Efusivamente le di un abrazo y un beso en la mejilla. Su cuerpo se puso rígido y Juan de Dios no tuvo el valor de abrazarme. Seguramente estaba muy nervioso pues mis senos tomaron contacto con su tórax. A pesar de su timidez, supe que el muchacho era feliz.

Yo también estaba contenta. Sería una buena forma de dar un poco de salida a la otra Ana. Seguro que podría manejarlo bien. Comenzó así el proyecto numero uno.

Despedí poco después a Juan de Dios. Unos diez minutos después llegó Tomás. Entra por la puerta cargado de bolsas. La camisa celeste se ajusta, marcándole el poderoso y musculoso torso. Deja todo en el suelo al verme y se acerca con una misteriosa sonrisa.

—Estás hermosa —dice, sorprendiéndome su espontaneidad.

—¿Si?

Giro en el lugar y el minivestido rojo se levanta un poco. Lo he desabotonado al marcharse mi joven vecino y ahora Tomás puede ver las formas de mis senos asomarse por en el escote que se ha formado, una zona de mi anatomía que no ha podido ver ni disfrutar Juan de Dios.

—Sí. Estás muy hermosa, mi vida —proclama con fervor mi marido.

Me asombra ese fervor y su fogosidad. Es como si hubiera olvidado nuestros problemas.

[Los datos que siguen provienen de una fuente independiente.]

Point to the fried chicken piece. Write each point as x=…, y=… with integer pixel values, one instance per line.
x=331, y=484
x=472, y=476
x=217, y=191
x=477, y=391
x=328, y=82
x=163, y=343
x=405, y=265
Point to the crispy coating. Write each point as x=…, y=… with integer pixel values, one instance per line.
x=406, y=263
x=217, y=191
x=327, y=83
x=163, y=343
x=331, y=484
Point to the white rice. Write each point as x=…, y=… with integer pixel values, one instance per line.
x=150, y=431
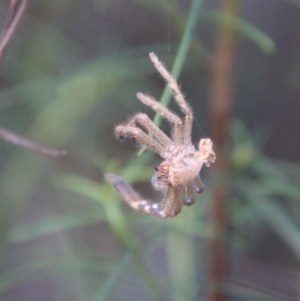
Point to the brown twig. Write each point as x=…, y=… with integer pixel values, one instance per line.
x=222, y=98
x=23, y=142
x=15, y=12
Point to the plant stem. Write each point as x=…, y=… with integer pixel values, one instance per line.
x=221, y=104
x=193, y=18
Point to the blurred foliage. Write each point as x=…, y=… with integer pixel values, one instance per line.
x=64, y=233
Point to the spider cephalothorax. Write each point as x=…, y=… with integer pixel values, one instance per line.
x=178, y=175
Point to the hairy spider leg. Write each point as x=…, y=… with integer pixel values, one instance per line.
x=191, y=194
x=142, y=120
x=138, y=135
x=177, y=135
x=170, y=206
x=179, y=97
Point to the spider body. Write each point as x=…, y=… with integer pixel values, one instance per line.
x=177, y=176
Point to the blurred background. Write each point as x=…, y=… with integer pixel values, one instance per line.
x=71, y=73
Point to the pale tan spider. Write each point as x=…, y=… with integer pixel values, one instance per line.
x=178, y=175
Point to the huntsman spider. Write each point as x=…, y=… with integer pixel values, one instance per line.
x=177, y=176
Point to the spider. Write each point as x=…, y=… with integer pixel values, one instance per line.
x=177, y=176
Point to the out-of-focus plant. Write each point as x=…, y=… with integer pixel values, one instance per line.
x=261, y=190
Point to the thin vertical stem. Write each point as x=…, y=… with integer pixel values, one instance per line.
x=181, y=55
x=221, y=105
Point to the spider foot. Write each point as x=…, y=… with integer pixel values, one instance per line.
x=134, y=200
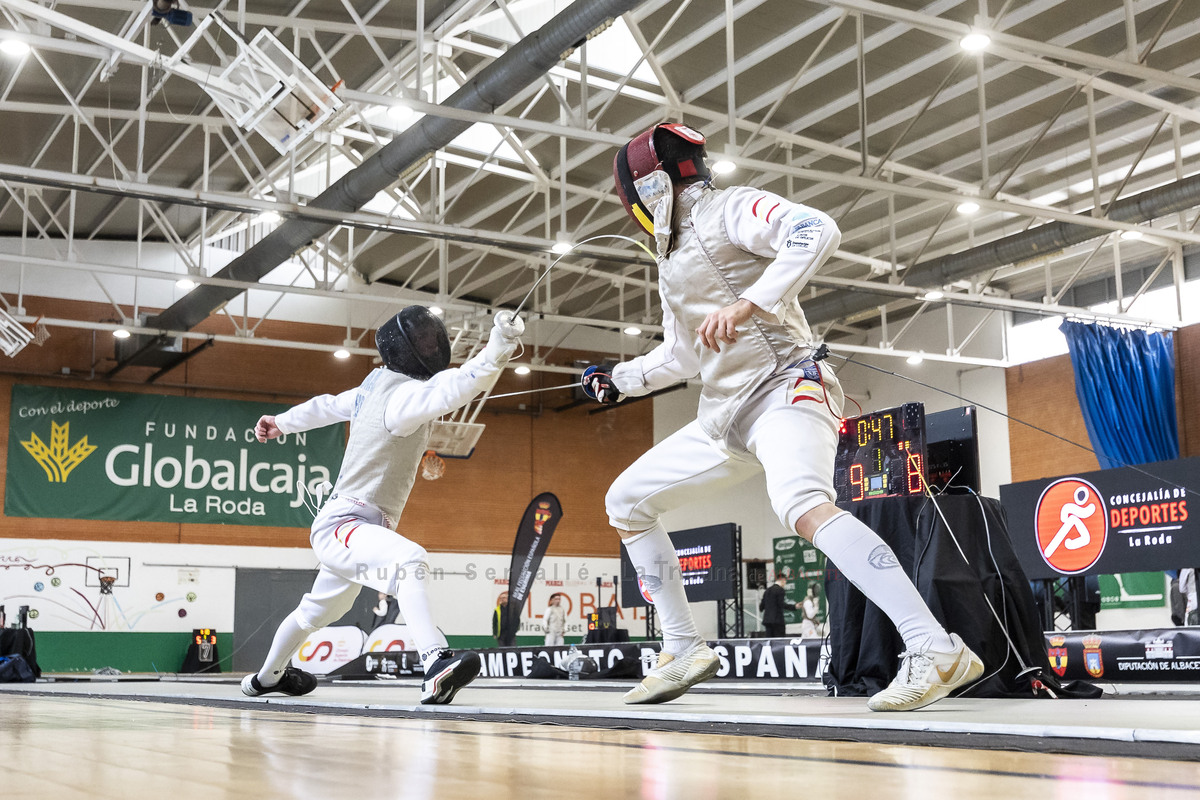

—Quiero que me folles —le digo.

Mi esposo se apresura a besarme. Es un beso lascivo y con mucha lengua. Su aliento huele a alcohol, se nota que ha bebido más de la cuenta en su reunión con el senador Luna. No me importa. Yo estoy caliente ya y se nota que él también está muy caliente. Me toma en brazos y me conduce a la habitación matrimonial. Pero lo detengo.

—No. Quiero que me folles aquí, en el piso —le digo.

—Pero las cortinas están abiertas —advierte Tomás—, alguien podría vernos.

—No importa, Tomás. Hazme el amor.

Mi esposo me observa un momento y luego me besa apasionadamente. Comenzamos a desvestirnos y mientras me desabotono el minivestido contemplo los marcados abdominales de Tomás, sus brazos largos y musculosos, sus muslos gruesos y varoniles, su gruesa y larga verga. Que espécimen maravilloso es mi marido, pienso.

Cuando penetra ya estoy muy excitada. Me olvido de la comida y de todo aquel día. Lo único que importa para mí es lo que me hace sentir la verga de Tomás. En ese instante, llena y ardiendo por dentro, soy muy feliz. Y en alguna parte de mi mente justifico todo lo que hago a espaldas de mi marido. Lo importante es ser físicamente leal a Tomás, lo que ocurra en mi mente, lo que haga para mantenerme fuerte, jamás me impedirá ser una buena esposa.